US 12,443,398 B2
Kernel fusion for machine learning
Andrew Kerr, Santa Clara, CA (US); Mike Murphy, Newark, CA (US); Mostafa Hagog, Folsom, CA (US); Julien Demouth, Paris (FR); and John Tran, Denver, CO (US)
Assigned to NVIDIA Corporation, Santa Clara, CA (US)
Filed by Nvidia Corporation, Santa Clara, CA (US)
Filed on Oct. 2, 2019, as Appl. No. 16/591,306.
Prior Publication US 2021/0103433 A1, Apr. 8, 2021
Int. Cl. G06F 8/41 (2018.01); G06F 9/455 (2018.01); G06N 20/10 (2019.01)
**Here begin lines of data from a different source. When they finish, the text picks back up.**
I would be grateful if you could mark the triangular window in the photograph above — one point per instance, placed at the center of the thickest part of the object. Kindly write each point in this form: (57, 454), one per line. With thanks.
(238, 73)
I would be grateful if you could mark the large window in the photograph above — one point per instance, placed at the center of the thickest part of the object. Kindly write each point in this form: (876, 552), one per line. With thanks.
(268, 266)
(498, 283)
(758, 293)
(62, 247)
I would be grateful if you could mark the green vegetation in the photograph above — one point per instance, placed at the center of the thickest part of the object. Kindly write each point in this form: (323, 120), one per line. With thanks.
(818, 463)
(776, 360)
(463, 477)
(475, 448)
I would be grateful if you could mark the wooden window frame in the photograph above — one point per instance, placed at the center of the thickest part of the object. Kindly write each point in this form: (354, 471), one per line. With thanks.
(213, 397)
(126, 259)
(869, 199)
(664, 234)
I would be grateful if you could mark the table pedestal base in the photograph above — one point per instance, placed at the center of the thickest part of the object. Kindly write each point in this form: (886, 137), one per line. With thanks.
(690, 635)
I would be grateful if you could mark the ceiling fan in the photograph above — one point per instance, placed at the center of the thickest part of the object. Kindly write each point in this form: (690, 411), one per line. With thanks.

CPC G06F 8/41 (2013.01) [G06F 9/45525 (2013.01); G06N 20/10 (2019.01)] 28 Claims
OG exemplary drawing
 
1. One or more processors, comprising: processing circuitry to:
compile one or more intermediate representation (IR) host code software programs comprising one or more user-specified functions;
separately compile one or more object code device software programs comprising one or more call sites that correspond to the one or more user-specified functions; and
compile the one or more IR host code software programs together with the one or more object code device software programs to generate a single object code software program.